Море житейское
Шрифт:
– Так надо, - заучиваю я.
– А теперь, ответь, тебе нужен стакан с двойным дном?
– Зачем?
– спрашиваю я.
– Так надо, - говорит Коля и объясняет, что он выиграл.
– Тут еще надо хитро спросить. Теперь твоя очередь.
– Ты ведь врешь, что тебя все женщины любят, врешь?
– Кому я нужен?
– сердится Коля. Он потерял интерес к игре. Берет со стола и расколупывает яйцо.
– Витамин це, яйце, сальце, мясце. Нет, не так: витамин це, чтоб не было морщин на лице. Витамин ю, чтоб не было морщин...
–
– Я полежу или тебе это не в кайф?
– Ложись. Я стакан с водой поставлю и таблетку. Ты ночью проснешься, ее прими и водой запей.
– Вода не утоляет жажды, я, помню, пил ее однажды.
– Коля все еще пытается шутить.
– Загулял, так не воротишь, горькая рябинушка, наливай стакан полнее, тетка Акулинушка.
Я снимаю с него сапоги, он сопротивляется, но я говорю, что так надо, и он засыпает.
Знаю, что впереди у меня невеселая ночь. Но еще совсем не ночь, хотя на улице темно. Осень. По телевизору программа «Время». Первое вставание Коли я выдерживаю, еще не ложась спать. Коля встает, всматривается в экран. Показывают сидячую демонстрацию.
– У нас вчера лежачая была. Народу-то сколь у них, как грязи, а мы обезлюдели. Убей меня!
«Убей меня» на Колином языке означает: «Налей мне, и я усну».
Выпив, он бормочет:
– В нашей Вятскоей губерньи стало больше волоков, сколь наделал непорядков нам товарищ Щелоков. Все - спать! Лошадь в овсе не пасется, орел мух не ловит!
Он ложится и тяжело дышит.
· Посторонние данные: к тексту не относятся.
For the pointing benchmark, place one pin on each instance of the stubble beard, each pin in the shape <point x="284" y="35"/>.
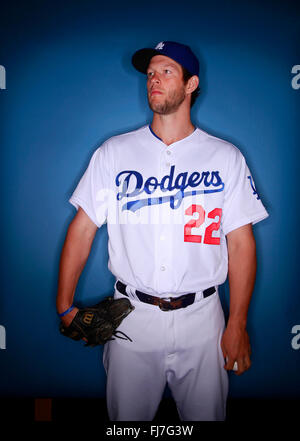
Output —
<point x="172" y="102"/>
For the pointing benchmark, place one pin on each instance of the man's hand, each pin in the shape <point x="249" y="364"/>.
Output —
<point x="67" y="319"/>
<point x="236" y="347"/>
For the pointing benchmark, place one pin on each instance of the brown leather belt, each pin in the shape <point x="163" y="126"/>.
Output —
<point x="166" y="303"/>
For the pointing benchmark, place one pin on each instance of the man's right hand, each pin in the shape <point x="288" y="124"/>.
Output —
<point x="67" y="319"/>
Ресницы иногда поднимаются, видна мутная полоска глаза.
Второе его пробуждение мучительно для меня, так как я уже заснул. Но Коле страшно одному, без света. Он будит меня, ему показалось (по-карзилось), что с ним рядом была бесовка.
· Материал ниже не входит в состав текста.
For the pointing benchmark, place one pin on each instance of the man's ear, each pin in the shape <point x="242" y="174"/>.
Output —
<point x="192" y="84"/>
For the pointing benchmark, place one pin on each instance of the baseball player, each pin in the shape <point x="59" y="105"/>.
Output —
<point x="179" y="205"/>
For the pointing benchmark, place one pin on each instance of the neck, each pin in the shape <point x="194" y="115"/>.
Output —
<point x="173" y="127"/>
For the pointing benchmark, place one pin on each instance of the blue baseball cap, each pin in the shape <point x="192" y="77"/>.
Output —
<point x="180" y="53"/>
– Как ты понял, что бесовка?
– Иди, говорит, ко мне. Ты добрый, ты хороший, тебя никто не ценит. Тебя, говорит, только я пожалею. Волосы у нее огромные, много волос, мне в рот лезут, я весь исплевался. А лицо, лицо! Смотрит! Лежит в портрете волос, зовет! Я к ней, она - раз ко мне спиной и хвостом меня по морде! Хвост у нее! Хвост! Потоньше коровьего.
Коля вытирает пот со лба, садится и плачет. Закуривает. Слезы текут на стол, в них и тушит Коля сигарету, вновь прося убить его.
– Меня одна из тещ, я же за ней горшки выносил, найди еще такого зятя, лежит и лает, и лает, и лает. Выносил, выносил, говорю: «Теща, тебе ведь скоро на том свете отчет держать». Она говорит: «Ничего, мне есть что про тебя рассказать». Я говорю: «При чем тут я, за меня с других спросят».
– Прими таблетку.
– Да приму, приму. Я их горстями пью, ты не волнуйся, приму. Я спать пока боюсь, пусть она подальше улетит. Ну хвостище! У меня еще другое было - так же вот сижу, передо мной, как сейчас, стакан. А по краю он бегает, на меня остреньким пальцем показывает и кричит: «Пьяница, пьяница!» Я стакан к себе поднимаю, он бульк в него, там буль-буль - и в стакане пусто. Меня же ругает, сам пьет.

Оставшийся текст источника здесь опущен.